Immune checkpoint blockade (ICB) agents and adoptive cell transfer (ACT) of tumor infiltrating lymphocytes (TIL) are prominent immunotherapies used for the treatment of advanced melanoma. Both therapies rely on activation of lymphocytes that target shared tumor antigens or neoantigens. Recent analysis of patients with metastatic melanoma who underwent treatment with TIL ACT at the National Cancer Institute (NCI) demonstrated decreased responses in patients previously treated with anti PD-1 agents. We aimed to find a basis for the difference in response rates between anti PD-1 naïve and experienced patients.
We examined the tumor mutational burden (TMB) of resected tumors and the repertoire of neoantigens targeted by autologous TIL in a cohort of 112 anti PD-1 naïve and 69 anti PD-1 experienced patients.

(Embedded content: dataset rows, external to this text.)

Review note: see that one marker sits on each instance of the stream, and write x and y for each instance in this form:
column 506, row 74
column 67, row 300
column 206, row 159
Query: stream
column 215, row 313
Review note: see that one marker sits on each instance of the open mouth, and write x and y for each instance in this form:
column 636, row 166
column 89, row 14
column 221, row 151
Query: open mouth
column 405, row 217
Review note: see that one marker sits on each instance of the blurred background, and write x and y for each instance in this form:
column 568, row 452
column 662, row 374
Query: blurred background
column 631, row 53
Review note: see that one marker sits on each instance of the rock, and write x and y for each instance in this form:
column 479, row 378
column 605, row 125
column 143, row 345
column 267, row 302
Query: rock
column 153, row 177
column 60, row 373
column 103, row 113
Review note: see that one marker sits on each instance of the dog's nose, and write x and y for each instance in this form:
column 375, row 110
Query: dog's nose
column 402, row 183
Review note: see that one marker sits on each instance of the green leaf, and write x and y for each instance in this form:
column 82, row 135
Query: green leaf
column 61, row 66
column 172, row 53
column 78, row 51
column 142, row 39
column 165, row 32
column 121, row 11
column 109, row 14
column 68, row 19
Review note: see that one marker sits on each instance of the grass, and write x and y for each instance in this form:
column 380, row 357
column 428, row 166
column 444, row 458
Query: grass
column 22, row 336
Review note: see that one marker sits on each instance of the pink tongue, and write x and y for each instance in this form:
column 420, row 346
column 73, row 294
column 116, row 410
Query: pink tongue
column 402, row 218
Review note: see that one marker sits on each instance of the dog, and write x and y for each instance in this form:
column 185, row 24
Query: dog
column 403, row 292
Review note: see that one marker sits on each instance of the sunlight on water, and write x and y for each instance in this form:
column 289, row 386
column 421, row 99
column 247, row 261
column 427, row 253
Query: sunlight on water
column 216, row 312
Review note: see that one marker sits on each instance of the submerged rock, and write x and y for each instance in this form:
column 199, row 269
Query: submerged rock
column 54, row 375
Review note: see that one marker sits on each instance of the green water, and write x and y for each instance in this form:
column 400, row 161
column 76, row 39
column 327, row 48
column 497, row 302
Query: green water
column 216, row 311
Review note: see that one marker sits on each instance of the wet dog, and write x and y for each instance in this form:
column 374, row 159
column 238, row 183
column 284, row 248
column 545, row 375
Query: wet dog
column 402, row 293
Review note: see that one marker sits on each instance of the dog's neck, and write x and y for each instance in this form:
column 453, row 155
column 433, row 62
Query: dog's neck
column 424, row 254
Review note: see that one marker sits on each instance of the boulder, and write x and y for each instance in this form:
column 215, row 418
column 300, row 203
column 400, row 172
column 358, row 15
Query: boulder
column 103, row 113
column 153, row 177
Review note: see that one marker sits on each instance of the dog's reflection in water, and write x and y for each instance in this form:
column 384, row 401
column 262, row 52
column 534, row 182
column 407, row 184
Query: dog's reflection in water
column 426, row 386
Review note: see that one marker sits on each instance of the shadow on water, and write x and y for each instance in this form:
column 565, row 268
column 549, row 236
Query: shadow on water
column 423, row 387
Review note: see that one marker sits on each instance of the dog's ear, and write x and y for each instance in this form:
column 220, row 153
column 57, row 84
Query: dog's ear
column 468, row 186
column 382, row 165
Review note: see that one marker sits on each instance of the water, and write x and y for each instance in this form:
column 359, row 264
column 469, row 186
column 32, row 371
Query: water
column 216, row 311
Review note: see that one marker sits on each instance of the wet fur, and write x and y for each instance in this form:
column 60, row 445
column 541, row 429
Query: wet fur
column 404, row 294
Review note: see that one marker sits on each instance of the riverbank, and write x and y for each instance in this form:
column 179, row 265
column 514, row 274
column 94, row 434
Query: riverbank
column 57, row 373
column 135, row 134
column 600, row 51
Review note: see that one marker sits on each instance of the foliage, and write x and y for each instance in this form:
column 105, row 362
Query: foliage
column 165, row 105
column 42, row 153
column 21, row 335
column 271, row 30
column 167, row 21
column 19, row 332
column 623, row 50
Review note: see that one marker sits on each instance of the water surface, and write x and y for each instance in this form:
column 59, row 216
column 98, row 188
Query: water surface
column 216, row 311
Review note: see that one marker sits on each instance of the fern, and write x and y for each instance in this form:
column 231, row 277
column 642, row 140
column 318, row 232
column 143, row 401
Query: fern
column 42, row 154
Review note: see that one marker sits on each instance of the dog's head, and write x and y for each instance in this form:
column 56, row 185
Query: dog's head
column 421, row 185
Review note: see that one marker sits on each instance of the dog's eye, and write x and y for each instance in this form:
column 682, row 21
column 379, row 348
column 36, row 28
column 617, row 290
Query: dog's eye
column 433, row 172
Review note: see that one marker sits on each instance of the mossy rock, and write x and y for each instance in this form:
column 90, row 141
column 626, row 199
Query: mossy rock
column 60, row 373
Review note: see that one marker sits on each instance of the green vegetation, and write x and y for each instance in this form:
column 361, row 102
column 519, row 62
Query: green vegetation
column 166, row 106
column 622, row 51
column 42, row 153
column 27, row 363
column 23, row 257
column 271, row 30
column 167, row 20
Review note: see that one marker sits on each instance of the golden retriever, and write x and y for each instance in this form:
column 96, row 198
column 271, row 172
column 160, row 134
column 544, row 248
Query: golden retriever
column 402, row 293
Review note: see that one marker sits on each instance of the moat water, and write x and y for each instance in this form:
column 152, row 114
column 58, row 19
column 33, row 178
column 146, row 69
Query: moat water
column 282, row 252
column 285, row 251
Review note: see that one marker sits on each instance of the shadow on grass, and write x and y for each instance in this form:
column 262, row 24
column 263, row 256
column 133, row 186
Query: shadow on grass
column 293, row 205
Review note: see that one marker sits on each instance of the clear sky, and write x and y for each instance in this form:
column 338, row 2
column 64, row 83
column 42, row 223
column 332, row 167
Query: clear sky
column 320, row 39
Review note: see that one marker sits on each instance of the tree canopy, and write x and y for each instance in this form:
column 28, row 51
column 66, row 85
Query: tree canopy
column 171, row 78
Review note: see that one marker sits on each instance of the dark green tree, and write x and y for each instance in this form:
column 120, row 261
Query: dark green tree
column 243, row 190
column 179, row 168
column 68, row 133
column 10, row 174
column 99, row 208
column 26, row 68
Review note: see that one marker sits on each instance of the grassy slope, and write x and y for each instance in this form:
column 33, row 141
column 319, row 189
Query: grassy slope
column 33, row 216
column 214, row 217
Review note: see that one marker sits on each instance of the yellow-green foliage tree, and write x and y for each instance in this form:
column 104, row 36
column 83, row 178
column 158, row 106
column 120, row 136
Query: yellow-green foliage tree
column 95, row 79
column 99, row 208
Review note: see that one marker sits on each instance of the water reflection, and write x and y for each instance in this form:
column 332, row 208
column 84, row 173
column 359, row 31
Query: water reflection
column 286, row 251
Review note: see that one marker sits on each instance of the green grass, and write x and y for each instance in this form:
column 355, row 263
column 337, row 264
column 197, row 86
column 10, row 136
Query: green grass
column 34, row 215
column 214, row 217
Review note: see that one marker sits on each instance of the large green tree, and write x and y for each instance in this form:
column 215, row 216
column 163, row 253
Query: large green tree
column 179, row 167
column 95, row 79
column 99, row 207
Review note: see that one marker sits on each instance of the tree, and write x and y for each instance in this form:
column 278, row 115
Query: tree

Anti PD-1 naïve patients were found to have higher TMBs (352.0 vs. 213.5, p = 0.005) and more neoantigens (2 vs. 1, p = 0.003) compared to anti PD-1 experienced patients. Among patients treated with TIL ACT, TMB and number of neoantigens identified were higher in ACT responders than ACT non-responders in both anti PD-1naïve and experienced patients. Among patients with comparable TMBs and predicted neoantigen loads, patients naïve to anti PD-1 therapy were more likely to have identifiable neoantigens and tumor specific lymphocytes in their treatment products (2.5 vs. 1, p = 0.02).
These results indicate that decreases in TMB and targeted neoantigens only partially account for the difference in response to ACT and that additional factors likely influence responses in these patients.